I don't have a lot to say about what's going on in Egypt, but here's what comes to mind. On one level it's complicated, but on another it isn't. It's just about people who have reached a breaking point. People in poor countries reach the breaking point more quickly than people in richer countries. The power elite in poorer countries don't have the sophisticated control techniques richer countries have, and so they have to work with more primitive tools.
The American people have no real power until they take to the streets, and they won't until they reach a breaking point. That's the great advantage now that the U.S. power elite has. There's more of a cushion here. Lots of Americans are feeling uncomfortable, but they aren't anywhere near the breaking point. American politics is an insider game played between different factions in the American power elite. For the rest of us it's a kind of spectator sport.
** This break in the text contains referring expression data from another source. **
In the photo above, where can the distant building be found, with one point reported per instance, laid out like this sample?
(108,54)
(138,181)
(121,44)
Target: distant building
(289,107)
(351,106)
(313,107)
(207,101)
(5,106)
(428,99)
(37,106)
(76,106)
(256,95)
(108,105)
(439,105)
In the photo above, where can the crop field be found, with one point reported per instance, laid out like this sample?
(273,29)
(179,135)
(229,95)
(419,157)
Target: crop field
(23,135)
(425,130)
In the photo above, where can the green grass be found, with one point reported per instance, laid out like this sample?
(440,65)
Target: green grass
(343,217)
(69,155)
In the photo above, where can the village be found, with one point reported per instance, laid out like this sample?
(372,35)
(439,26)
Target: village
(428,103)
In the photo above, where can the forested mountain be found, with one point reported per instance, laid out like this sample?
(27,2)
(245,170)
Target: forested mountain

What we get on FOX or MSNBC or talk radio is no different from the analysis we get on ESPN or on our local sports radio shows. It's amazing how much time, thought, analysis goes into all the sports talk. Is it qualitatively any different from the political news and analysis we get down the dial? How does any of it really affect our lives except for feeling good when our side wins and bad when it loses. But nothing fundamental changes unless it's something that the currently most powerful faction in the power elite wants anyway. The electorate has as much influence on what happens in Washington as the fans have an influence on decisions made by the NFL and its owners.
And so the power elite in this country can pretty much do as it pleases knowing there won't be any repercussions. Americans are couch potatoes, and if I'm in the American power elite, I don't care how bad things get for these coach potatoes so long as they stay on the couch, and they will so long as things don't get breaking-point bad.
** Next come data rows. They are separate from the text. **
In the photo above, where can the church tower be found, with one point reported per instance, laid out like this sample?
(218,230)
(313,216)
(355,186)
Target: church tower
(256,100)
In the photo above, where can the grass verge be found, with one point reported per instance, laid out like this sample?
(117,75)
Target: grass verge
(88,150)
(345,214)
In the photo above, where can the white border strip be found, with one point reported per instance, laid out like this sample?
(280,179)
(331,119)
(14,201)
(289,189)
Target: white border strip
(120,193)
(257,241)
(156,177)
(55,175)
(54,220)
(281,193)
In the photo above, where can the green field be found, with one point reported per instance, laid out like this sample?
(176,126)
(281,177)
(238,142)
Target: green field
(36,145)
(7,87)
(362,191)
Ultimately the people who get power are the ones who have an unhealthy, compulsive need for it. And that's how things will play out in Egypt. Mubarak might be pushed out in the next week or so, but things won't fundamentally change. Too many people with power and money--within Egypt and outside of it--have a vested interest in the Mubarak system. They want stability, and the definition of stability is business as usual--the rich getting richer, and the poor, well, staying poor, but not so poor they reach that breaking point. That was Mubarak's only failure, that he let things reach the breaking point. And he will have to pay personally for that, but the system will remain in place.